What unfolded next was a series of extraordinary actions taken by management grounded in their passion, leadership, and attention to detail to guide the company through the COVID-19 pandemic. We quite literally hunkered down in our homes and leveraged technology to continue working together. Our leaders met multiple times a day and ultimately devised a plan to slowly reopen stores when we could safely do so. We began reopening stores on April 24th, and by May 9th, more than 300 of our stores were reopened. As of May 28, more than 3,000 of our furloughed associates were back at work in 498 stores. Seeing our dedicated associates and loyal customers in stores for the first time in several weeks brought many smiles and, in some cases, tears of happiness.

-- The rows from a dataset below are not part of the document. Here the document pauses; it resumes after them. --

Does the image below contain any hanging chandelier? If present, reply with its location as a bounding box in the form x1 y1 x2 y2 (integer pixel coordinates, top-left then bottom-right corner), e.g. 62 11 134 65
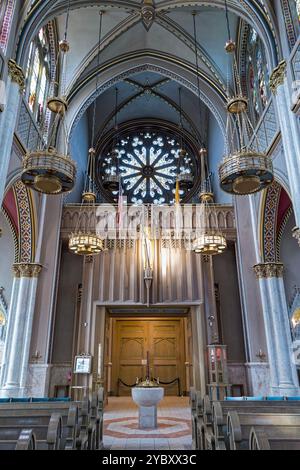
193 12 227 256
219 0 274 195
103 88 121 192
21 1 76 195
193 147 227 256
69 11 104 256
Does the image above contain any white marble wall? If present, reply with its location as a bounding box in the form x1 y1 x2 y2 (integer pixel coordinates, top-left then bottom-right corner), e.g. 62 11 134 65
245 362 270 396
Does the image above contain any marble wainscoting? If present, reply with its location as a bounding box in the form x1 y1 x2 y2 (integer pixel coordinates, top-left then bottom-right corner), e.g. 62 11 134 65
49 363 72 397
24 364 52 397
228 362 249 395
246 362 270 396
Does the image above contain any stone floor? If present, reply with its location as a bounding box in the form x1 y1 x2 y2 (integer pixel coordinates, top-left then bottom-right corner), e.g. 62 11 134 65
104 397 192 450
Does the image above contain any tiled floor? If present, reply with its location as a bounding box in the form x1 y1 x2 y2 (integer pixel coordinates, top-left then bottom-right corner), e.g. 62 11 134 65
104 397 192 450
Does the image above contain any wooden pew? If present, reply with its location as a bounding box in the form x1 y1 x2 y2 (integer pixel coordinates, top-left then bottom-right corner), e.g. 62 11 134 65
0 401 79 450
190 387 202 449
0 429 36 451
227 411 300 450
249 426 300 450
212 400 300 450
197 396 220 450
0 409 62 450
91 387 104 450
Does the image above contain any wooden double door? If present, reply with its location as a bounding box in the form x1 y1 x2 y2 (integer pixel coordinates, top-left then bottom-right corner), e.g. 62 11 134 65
112 318 186 396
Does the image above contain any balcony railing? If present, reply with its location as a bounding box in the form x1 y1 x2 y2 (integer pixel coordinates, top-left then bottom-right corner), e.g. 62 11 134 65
61 204 236 244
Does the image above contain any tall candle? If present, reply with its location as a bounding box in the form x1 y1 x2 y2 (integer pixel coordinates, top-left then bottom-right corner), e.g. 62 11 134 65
146 351 150 379
98 343 102 379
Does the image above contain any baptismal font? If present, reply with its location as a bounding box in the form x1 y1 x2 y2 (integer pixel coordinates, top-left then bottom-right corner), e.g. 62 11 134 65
131 352 164 429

Moving to the topic of store reopenings, let me first spend a moment discussing some specific in-store protocols we have in place to protect the health and safety of our associates and customers while also adhering to social distancing guidelines. Face masks, hand sanitizer, CDC-recommended cleaning procedures, reduced hours, social distancing signage, closure of fitting rooms, and suspension of our return policy became standards in our stores and, where appropriate, in our distribution centers. Once our corporate offices reopen, we will institute necessary safeguards to protect our employees. Now, moving on to early results we are seeing in the stores we have reopened to date. As of today, we have reopened 498 stores across 26 of 33 states. Our performance quarter to date, while still very early, is quite strong as our customers and the communities we serve have enjoyed returning to a favorite pastime, shopping for the family.
I am pleased to report that just shy of four weeks into our fiscal second quarter, reopened stores are registering comparable store sales growth that has substantially exceeded our expectations and plan, benefiting from a combination of the strength of the company's brand, its value proposition, and the federal government stimulus to consumers that began in early April. The increase is driven by healthy transaction trends and an increase in the average number of items per transaction. Throughout our early stages of recovery, I'm impressed with our buying team and how they have used data-driven insights to identify four notable patterns in customer behavior. These patterns help us to wisely navigate and develop plans for the balance of the quarter and remainder of the year. Let me take a few minutes to elaborate on these customer patterns. The first pattern, we'll call it Welcome Home.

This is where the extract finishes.